Data processing and visualisation
Data is typically messy, poorly organised for analysis purposes, and difficult to interpret in its raw form. When it comes to understanding the risks, opportunities, trends and groupings hidden within it, a picture is worth a thousand words. The skills to effectively prepare, transform, explore and display data are vital for every data analysis practitioner.

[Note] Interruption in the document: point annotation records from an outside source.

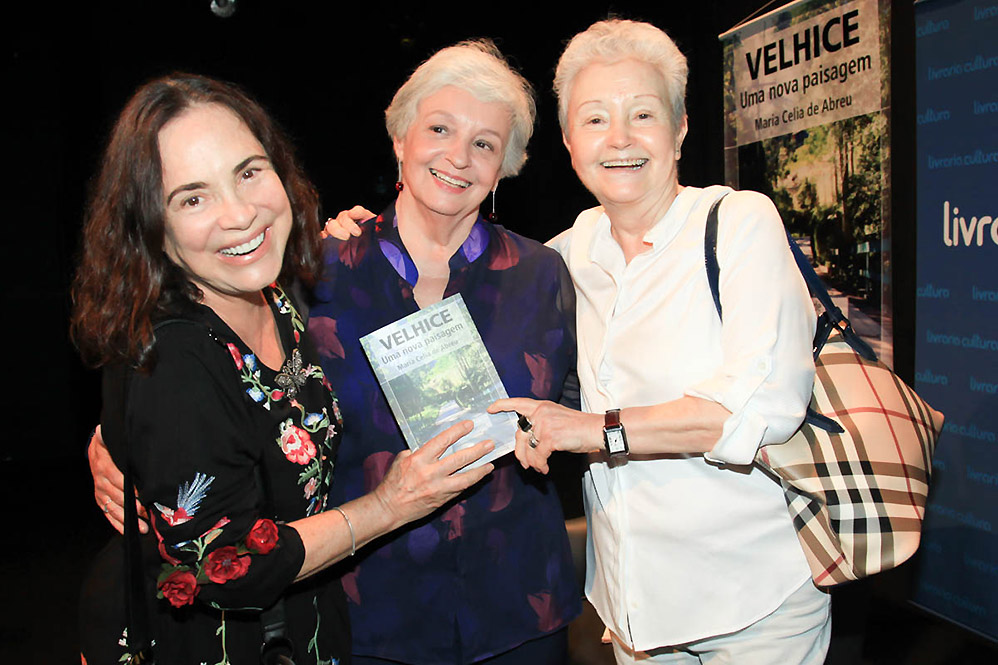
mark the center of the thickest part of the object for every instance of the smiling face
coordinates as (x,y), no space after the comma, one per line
(227,215)
(451,153)
(620,135)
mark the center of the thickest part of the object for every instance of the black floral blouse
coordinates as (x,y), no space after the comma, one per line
(206,427)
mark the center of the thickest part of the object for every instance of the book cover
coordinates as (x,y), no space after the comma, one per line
(435,371)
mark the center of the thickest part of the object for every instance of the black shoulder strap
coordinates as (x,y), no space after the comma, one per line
(815,286)
(710,254)
(116,382)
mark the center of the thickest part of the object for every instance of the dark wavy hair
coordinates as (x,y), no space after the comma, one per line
(124,281)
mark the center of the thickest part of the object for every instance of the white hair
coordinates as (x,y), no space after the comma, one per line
(477,67)
(614,40)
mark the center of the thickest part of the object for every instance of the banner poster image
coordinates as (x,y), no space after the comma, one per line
(806,100)
(956,316)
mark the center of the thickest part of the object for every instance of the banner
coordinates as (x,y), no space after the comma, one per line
(806,94)
(956,332)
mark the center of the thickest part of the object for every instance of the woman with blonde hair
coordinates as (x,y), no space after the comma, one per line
(692,556)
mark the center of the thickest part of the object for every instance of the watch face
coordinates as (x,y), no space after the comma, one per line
(615,441)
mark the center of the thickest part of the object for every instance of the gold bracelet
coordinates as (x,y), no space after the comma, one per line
(353,539)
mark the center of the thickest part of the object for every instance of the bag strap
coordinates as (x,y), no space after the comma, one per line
(710,254)
(117,382)
(828,320)
(276,649)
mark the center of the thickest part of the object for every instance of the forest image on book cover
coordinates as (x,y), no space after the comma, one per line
(435,371)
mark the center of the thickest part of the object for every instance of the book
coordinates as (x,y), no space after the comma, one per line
(435,371)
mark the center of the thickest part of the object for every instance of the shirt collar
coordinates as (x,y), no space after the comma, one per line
(606,253)
(390,242)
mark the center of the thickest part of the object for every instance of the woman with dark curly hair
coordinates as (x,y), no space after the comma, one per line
(199,220)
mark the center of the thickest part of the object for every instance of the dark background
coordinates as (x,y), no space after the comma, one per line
(326,71)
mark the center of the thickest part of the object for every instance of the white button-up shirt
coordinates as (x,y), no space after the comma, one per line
(684,547)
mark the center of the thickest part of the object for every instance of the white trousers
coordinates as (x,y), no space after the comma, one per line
(796,633)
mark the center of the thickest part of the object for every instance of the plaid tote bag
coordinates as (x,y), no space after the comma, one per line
(856,473)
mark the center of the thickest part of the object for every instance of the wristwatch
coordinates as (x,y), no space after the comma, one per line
(614,438)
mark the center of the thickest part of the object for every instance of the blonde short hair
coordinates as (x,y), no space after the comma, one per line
(477,67)
(614,40)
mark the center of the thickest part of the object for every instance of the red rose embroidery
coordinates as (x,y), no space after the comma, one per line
(225,564)
(179,588)
(262,537)
(297,444)
(236,356)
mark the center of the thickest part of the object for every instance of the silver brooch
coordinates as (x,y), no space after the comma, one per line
(292,376)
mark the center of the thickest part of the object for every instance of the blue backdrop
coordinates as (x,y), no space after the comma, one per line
(956,349)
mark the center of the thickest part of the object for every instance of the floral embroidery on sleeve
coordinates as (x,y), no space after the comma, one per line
(180,583)
(189,496)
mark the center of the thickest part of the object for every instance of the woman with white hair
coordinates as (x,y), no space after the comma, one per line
(692,556)
(489,576)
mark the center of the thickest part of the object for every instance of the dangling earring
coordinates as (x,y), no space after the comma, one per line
(492,216)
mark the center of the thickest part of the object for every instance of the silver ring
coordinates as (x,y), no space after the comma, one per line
(523,423)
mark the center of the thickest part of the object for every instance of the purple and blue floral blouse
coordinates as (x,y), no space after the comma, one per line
(482,575)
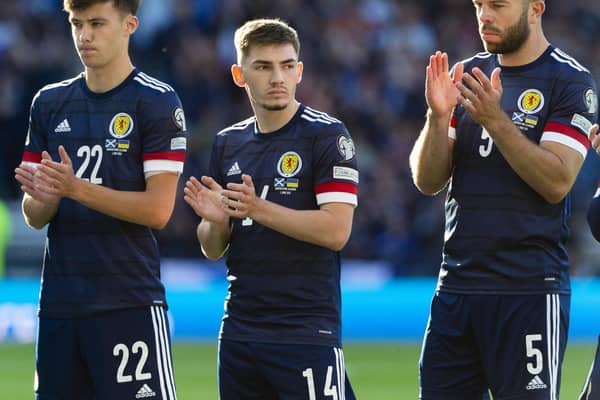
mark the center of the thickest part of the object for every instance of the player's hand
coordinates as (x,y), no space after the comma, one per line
(26,176)
(57,178)
(205,199)
(481,96)
(595,138)
(240,200)
(440,87)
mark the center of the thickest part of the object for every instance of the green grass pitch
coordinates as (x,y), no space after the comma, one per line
(378,371)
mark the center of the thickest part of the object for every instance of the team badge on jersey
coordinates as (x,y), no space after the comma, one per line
(531,101)
(346,147)
(286,185)
(179,119)
(289,164)
(591,101)
(121,125)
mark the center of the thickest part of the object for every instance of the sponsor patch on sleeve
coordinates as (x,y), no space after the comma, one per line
(179,143)
(581,122)
(349,174)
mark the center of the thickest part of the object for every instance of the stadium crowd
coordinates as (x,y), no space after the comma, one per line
(364,63)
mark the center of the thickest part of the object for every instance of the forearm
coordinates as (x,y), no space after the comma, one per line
(37,214)
(213,238)
(152,207)
(593,217)
(547,172)
(431,158)
(329,226)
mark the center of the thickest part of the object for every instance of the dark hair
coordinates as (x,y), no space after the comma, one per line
(264,32)
(126,6)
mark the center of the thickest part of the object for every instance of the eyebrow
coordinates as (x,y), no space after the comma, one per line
(92,19)
(265,62)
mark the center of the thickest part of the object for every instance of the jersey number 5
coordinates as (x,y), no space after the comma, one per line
(88,152)
(140,375)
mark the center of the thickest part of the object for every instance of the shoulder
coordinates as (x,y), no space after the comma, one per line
(154,92)
(478,59)
(567,67)
(320,122)
(58,89)
(151,85)
(238,127)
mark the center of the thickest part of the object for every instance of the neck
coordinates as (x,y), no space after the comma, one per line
(270,121)
(531,50)
(103,79)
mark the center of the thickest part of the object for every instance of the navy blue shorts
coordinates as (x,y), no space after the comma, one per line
(266,371)
(591,389)
(123,354)
(512,345)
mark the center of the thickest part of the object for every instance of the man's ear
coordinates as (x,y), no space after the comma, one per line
(131,24)
(238,75)
(300,69)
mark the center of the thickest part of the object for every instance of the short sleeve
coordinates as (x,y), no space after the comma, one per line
(164,134)
(36,141)
(336,173)
(573,113)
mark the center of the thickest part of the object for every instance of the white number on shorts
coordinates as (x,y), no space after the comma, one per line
(485,150)
(537,366)
(140,375)
(328,390)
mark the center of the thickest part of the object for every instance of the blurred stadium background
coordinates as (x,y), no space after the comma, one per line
(364,63)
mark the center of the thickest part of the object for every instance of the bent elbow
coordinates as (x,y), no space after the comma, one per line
(35,224)
(428,188)
(556,195)
(338,241)
(159,221)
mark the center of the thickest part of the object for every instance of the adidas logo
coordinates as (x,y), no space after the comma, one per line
(234,170)
(536,383)
(145,392)
(63,127)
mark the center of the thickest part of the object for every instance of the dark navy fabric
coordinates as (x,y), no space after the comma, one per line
(512,345)
(93,262)
(124,354)
(501,236)
(267,371)
(283,290)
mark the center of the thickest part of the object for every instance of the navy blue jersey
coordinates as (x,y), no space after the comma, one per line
(502,236)
(94,262)
(284,290)
(593,215)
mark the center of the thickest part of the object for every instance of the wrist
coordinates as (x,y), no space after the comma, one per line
(436,117)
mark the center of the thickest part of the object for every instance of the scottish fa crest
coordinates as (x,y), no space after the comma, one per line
(121,125)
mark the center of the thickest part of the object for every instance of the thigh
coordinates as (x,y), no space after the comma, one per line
(61,373)
(450,366)
(304,372)
(128,353)
(239,375)
(522,341)
(591,388)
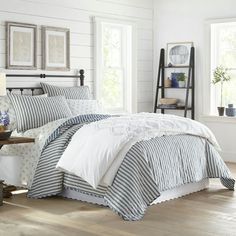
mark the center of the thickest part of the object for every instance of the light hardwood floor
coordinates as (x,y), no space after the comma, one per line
(209,212)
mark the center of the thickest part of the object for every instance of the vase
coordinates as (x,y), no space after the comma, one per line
(221,111)
(230,111)
(182,84)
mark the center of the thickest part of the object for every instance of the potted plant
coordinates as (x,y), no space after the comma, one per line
(221,76)
(181,80)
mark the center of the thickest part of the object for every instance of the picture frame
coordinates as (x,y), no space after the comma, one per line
(178,54)
(21,46)
(55,48)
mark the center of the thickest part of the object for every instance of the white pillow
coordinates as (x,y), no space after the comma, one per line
(82,107)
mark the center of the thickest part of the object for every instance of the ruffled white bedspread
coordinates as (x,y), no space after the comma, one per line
(97,149)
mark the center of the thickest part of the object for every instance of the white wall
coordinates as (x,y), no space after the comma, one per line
(184,20)
(77,15)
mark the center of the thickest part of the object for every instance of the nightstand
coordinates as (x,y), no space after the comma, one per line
(5,191)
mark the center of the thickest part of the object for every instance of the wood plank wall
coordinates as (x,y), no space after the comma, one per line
(77,15)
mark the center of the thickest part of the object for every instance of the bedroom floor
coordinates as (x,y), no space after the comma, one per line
(209,212)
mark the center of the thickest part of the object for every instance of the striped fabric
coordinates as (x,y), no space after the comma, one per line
(149,167)
(79,92)
(32,112)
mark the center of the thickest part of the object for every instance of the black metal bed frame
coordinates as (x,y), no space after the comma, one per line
(80,76)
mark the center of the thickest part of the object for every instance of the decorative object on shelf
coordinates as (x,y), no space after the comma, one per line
(6,134)
(221,76)
(21,46)
(166,106)
(168,101)
(178,54)
(55,48)
(3,90)
(167,83)
(181,80)
(4,120)
(175,79)
(230,111)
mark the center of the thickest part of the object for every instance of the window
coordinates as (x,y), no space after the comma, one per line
(223,52)
(115,65)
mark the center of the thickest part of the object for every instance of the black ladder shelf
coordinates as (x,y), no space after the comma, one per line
(190,84)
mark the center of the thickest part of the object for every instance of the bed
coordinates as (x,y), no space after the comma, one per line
(173,156)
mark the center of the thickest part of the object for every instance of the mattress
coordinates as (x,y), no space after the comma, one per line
(165,195)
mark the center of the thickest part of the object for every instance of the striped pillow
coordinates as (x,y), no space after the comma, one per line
(82,107)
(79,92)
(32,112)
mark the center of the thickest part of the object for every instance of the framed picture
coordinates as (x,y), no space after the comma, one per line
(21,46)
(55,48)
(178,54)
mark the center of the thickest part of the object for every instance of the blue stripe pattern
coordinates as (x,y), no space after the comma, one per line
(149,168)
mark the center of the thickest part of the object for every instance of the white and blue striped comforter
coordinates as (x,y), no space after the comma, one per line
(149,168)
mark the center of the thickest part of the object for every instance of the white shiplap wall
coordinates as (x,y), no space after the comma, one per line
(77,15)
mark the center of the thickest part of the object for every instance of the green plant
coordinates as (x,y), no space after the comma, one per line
(221,76)
(181,77)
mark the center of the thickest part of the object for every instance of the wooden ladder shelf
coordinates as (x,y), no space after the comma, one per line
(190,85)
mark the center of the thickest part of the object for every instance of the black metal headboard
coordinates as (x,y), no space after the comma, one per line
(80,76)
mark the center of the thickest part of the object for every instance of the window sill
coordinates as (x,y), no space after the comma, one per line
(218,119)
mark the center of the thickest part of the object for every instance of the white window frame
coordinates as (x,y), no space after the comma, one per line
(208,102)
(131,106)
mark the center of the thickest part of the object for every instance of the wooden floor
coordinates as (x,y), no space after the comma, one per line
(209,212)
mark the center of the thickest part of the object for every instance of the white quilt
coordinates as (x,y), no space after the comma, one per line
(97,149)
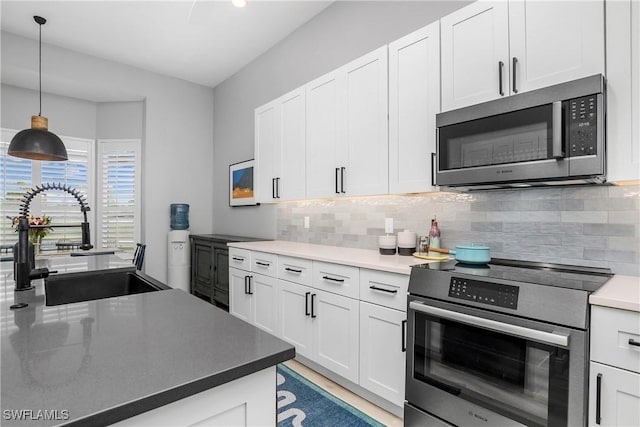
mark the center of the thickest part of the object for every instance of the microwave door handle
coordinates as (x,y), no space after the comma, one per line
(556,130)
(519,331)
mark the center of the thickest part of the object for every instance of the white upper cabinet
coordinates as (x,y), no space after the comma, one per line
(623,90)
(324,116)
(475,54)
(414,100)
(495,49)
(280,148)
(347,141)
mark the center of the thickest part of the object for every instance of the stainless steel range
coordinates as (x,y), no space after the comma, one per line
(502,344)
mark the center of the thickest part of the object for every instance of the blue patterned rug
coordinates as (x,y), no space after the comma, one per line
(302,403)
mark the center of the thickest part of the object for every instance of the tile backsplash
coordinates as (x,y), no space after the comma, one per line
(584,225)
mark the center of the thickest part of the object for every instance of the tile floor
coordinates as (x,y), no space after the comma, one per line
(356,401)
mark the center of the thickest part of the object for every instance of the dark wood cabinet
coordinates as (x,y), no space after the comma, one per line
(210,267)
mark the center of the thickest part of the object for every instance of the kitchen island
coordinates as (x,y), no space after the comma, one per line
(105,361)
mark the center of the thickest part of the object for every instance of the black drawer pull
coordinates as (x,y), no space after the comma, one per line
(598,398)
(391,291)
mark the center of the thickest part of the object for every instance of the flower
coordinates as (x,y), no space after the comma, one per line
(35,234)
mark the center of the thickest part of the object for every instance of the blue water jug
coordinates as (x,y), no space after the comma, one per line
(179,216)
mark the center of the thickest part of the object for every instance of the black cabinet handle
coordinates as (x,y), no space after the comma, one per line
(404,339)
(332,279)
(433,165)
(598,398)
(500,67)
(515,61)
(273,188)
(391,291)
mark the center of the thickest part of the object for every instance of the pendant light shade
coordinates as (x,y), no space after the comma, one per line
(38,143)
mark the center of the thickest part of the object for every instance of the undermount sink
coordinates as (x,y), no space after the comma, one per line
(88,286)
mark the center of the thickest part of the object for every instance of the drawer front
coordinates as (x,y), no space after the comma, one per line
(384,288)
(613,335)
(296,270)
(264,263)
(240,258)
(337,278)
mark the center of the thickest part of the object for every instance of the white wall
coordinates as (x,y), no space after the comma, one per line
(178,129)
(339,34)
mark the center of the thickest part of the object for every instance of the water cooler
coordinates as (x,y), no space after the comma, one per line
(178,248)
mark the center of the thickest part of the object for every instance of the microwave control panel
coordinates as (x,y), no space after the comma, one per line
(583,132)
(484,292)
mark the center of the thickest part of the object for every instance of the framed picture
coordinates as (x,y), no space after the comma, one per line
(241,184)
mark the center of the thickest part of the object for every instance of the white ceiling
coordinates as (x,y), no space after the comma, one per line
(202,41)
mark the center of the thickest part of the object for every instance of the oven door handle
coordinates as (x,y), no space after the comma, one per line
(519,331)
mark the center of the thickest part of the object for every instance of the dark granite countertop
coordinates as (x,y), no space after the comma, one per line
(97,362)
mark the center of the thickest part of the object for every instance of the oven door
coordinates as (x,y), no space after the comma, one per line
(474,367)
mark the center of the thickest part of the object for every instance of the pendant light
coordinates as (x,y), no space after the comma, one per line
(38,143)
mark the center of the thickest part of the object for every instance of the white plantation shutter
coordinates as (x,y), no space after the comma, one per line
(119,195)
(15,179)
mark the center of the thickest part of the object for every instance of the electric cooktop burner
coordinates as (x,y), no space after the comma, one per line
(580,278)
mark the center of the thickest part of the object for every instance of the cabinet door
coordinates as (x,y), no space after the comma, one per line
(474,42)
(382,355)
(336,332)
(240,296)
(202,268)
(554,41)
(619,396)
(264,304)
(366,137)
(221,276)
(290,183)
(414,100)
(266,154)
(294,322)
(324,116)
(623,90)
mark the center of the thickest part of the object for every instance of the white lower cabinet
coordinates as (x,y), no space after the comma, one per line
(614,396)
(336,330)
(382,351)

This course builds on basic skills with R to provide analysts with a range of powerful tools to clean, prepare, explore, summarise, analyse, filter and search data, as well as a range of techniques to display data visually. These skills are fundamental for transforming data as it is often found in business environments into communication- and report-ready information.
Course outline
The data analysis component will present a range of data processing tools and techniques suitable for handling and transforming different data types and structures, alongside the R tools which support them, including:
- plyr
- reshape2
- stringr and other string processing tools
The visualisation component of the course will cover necessary statistical theory, as well as the tools for visualising time series, categories, risk, uncertainty and other relationships in data across many dimensions:
- Line plots
- Scatter plots
- Histograms
- Image plots
- 3D plotting
Different applications of format, shape, colour, and commentary to provide artistic, compelling and understandable visualisations will also be covered. R tools used will include:
- lattice
- graphics
- ggplot2
Who should attend?
This is a course for any data analyst. It does not require specialised statistical knowledge.
Course outcomes
Attendees will, by the end of the course, have in place a solid conceptual and practical grounding in tools and techniques for data handling, transformation, analysis and visualisation in a business context.
Course instructor
The course will be instructed by Presciient Director, Dr Eugene Dubossarsky. Eugene is a founder and Fellow of the Institute of Analytics Professionals of Australia (IAPA); Director, University of New South Wales School of Mathematics and Statistics Industry Advisory Board; and a recognised industry leader in Business Analytics. Eugene is an experienced, professional data miner of 20 years’ experience programming in R and its parent language, S.
Prerequisites
Attendees are recommended to have completed Presciient’s Introduction to R two-day course, or equivalent.